Et l’on se demande : À quoi bon ? Voilà un genre d’écrits dont on s’est passé pendant six mille ans. De rares gazettes, pendant les deux derniers siècles, contentaient amplement le besoin qu’ont les hommes de savoir (pourquoi ? pour rien) les petites choses qui se passent autour d’eux. Il y a cinquante ans, Paris n’avait guère qu’une dizaine de journaux, que se partageaient la politique et la littérature. La chronique, comme on l’entend aujourd’hui, en était à peu près absente. Personne n’en souffrait. On peut donc vivre sans elle. Depuis, elle a envahi toute la presse. Est-ce la curiosité de la foule qui a provoqué ce développement de la chronique ? ou bien est-ce la chronique qui a développé cette badauderie ? Mystère.

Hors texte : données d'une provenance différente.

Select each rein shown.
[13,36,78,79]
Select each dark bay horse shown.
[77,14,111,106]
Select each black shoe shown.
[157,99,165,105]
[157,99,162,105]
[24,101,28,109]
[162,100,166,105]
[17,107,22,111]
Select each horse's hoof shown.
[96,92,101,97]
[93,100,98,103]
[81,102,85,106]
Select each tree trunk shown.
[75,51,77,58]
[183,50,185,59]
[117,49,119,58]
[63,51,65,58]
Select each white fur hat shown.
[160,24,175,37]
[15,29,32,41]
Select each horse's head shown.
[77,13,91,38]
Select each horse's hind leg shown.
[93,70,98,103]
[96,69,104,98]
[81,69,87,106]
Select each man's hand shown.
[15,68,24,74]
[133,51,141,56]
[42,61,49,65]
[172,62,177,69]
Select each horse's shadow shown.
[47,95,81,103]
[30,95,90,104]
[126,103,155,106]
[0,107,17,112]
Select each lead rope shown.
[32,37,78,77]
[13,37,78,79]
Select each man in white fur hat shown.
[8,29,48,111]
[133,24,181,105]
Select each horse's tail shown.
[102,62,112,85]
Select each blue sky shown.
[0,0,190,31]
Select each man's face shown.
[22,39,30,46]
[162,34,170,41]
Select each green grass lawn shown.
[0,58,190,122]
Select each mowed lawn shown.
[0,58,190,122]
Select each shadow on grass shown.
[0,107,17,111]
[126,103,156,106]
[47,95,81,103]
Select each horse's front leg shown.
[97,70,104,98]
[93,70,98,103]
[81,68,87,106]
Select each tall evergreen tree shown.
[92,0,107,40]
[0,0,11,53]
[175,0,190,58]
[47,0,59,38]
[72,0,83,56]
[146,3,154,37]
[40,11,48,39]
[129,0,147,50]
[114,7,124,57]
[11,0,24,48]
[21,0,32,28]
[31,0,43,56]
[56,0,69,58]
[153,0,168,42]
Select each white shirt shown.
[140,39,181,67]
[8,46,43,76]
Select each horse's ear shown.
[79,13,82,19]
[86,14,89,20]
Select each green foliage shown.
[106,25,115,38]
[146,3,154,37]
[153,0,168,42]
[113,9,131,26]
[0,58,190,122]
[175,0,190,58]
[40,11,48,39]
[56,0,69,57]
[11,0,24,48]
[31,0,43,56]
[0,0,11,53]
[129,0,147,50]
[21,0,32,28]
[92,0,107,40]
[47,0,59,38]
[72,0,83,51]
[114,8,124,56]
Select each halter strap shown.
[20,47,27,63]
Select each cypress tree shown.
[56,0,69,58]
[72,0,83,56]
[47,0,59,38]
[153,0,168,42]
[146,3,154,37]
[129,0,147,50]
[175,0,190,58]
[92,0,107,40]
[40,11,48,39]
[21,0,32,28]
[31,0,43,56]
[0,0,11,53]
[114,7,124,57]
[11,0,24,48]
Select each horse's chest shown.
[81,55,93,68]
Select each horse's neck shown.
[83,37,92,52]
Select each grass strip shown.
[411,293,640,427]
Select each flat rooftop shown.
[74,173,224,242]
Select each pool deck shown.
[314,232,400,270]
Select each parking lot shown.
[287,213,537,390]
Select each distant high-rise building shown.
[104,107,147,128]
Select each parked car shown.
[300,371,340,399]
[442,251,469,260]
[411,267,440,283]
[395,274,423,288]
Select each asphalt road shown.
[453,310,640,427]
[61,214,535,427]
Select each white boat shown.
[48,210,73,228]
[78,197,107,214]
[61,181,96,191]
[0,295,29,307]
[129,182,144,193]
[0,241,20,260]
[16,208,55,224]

Mais qui donc, Seigneur ! lit toutes ces chroniques parisiennes qui s’étalent tous les jours à la première ou à la seconde page des journaux ? Les gens du métier ne les lisent guère. Les délicats les effleurent tout au plus du bout des cils. Les hommes occupés aux travaux de l’esprit n’ont même pas le temps et n’auraient point le goût de les parcourir. Toutes ces chroniques ont les lecteurs qu’elles méritent et auxquels d’ailleurs elles s’adressent. Et ce sont exactement les mêmes qui se délectent aux romans de M. Georges Ohnet.